BALTIMORE—The Defense Information Systems Agency is looking to expand the way it uses artificial intelligence to detect signs of intrusion on DOD networks much faster and sooner.
Deepak Seth, the technical lead for emerging technologies at DISA, told conferencegoers at AFCEA’s TechnetCyber conference that the agency wants to take all the data it can collect within DOD networks at different endpoints and have “an AI model, help… predict or process all that and then give us some information that it will take a human a lot longer.” He said the agency is working with DARPA on the Cyber Hunting at Scale, or CHASE, program.
“The question really becomes, ‘How can we use AI to process all this data?’ and then we'll be able to detect threats that we address that we don't know about,” he said.
But DISA isn’t just looking to automate the detection of anomalies across all of its computers and devices. It’s also looking to automate attacks…on itself. One of the key capabilities DISA wants to develop is automated penetration testing on Defense Department networks.
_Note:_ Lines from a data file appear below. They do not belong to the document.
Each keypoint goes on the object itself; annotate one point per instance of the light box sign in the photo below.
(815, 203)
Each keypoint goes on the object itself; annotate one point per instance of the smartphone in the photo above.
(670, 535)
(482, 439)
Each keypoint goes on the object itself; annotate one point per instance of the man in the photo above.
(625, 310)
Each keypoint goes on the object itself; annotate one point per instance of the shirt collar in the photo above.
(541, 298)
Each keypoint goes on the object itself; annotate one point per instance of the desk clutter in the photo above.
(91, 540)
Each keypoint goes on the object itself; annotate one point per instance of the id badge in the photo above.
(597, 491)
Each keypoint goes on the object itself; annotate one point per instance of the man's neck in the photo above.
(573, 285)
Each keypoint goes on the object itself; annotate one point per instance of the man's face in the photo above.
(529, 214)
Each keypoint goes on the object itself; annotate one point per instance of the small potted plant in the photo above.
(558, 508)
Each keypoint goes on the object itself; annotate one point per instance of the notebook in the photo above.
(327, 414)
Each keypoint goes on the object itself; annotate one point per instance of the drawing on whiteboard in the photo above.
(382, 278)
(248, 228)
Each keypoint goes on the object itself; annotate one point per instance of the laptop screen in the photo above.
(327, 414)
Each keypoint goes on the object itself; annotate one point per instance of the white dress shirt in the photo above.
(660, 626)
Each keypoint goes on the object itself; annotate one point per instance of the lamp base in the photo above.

“We’re trying to automate a lot of the functions that we would typically see a team of pen testers would do for us within the agency. Those resources are becoming more and more limited, if you will,” said Eric Mellot, DISA’s senior technical strategist. “We're looking to figure out ways in which we can leverage technology to do autonomous continuous validation…being able to bring in artificial intelligence to be able to think like a hacker.”.
That follows previous Pentagon experimentation that showed red teams continually trying to hack Defense Department networks improved overall cybersecurity better and faster than just periodically running check lists on Defense Department systems.
Recent innovations in commercial AI, such as the wildly popular ChatGPT platform from Open AI, illustrate the pace at which the technology is advancing and reinforce the need for the Defense Department to more quickly. Those innovations could also make adoption easier for the Pentagon, as generative large language models reduce the skill level needed to experiment, Seth said. “It sort of reminds me of, you know, of early days of the internet, I mean, never has such an advanced technology had been so easily available. And, you know, the way I look at it is, how can we take this low-code, no-code approach to really bring down the barriers to adopt AI at scale.”
Still, DISA is worried that adversarial use of AI by countries like China, combined with new technologies like quantum computing, could outpace U.S. efforts. One of DISA’s key future research efforts is new forms of encryption that can withstand the power of AI models running on advanced (though not yet real) quantum computers.
“The concern that we have is…when a quantum computer is able to break RSA [public key encryption protocols,] all the encryption that we rely on…all that could be impacted and the problem is that it will really render insecure RSA and then all the web protocols that use RSA,” Seth said. DISA is working with NIST, which last year released a series of new algorithms that would help users secure their data in an environment where traditional cryptographic measures no longer work.
DISA wants to refine and build on those for Defense Department use, Seth said. “Initially, we're focusing on asymmetric cryptography [or public key infrastructure]. But we're also beginning to look at, in addition to this…How do we better secure our optical backbone transport network? How can we safely distribute keys to some of the devices, but distribute these keys in a secure manner? So we're just beginning to look at what the impact is.”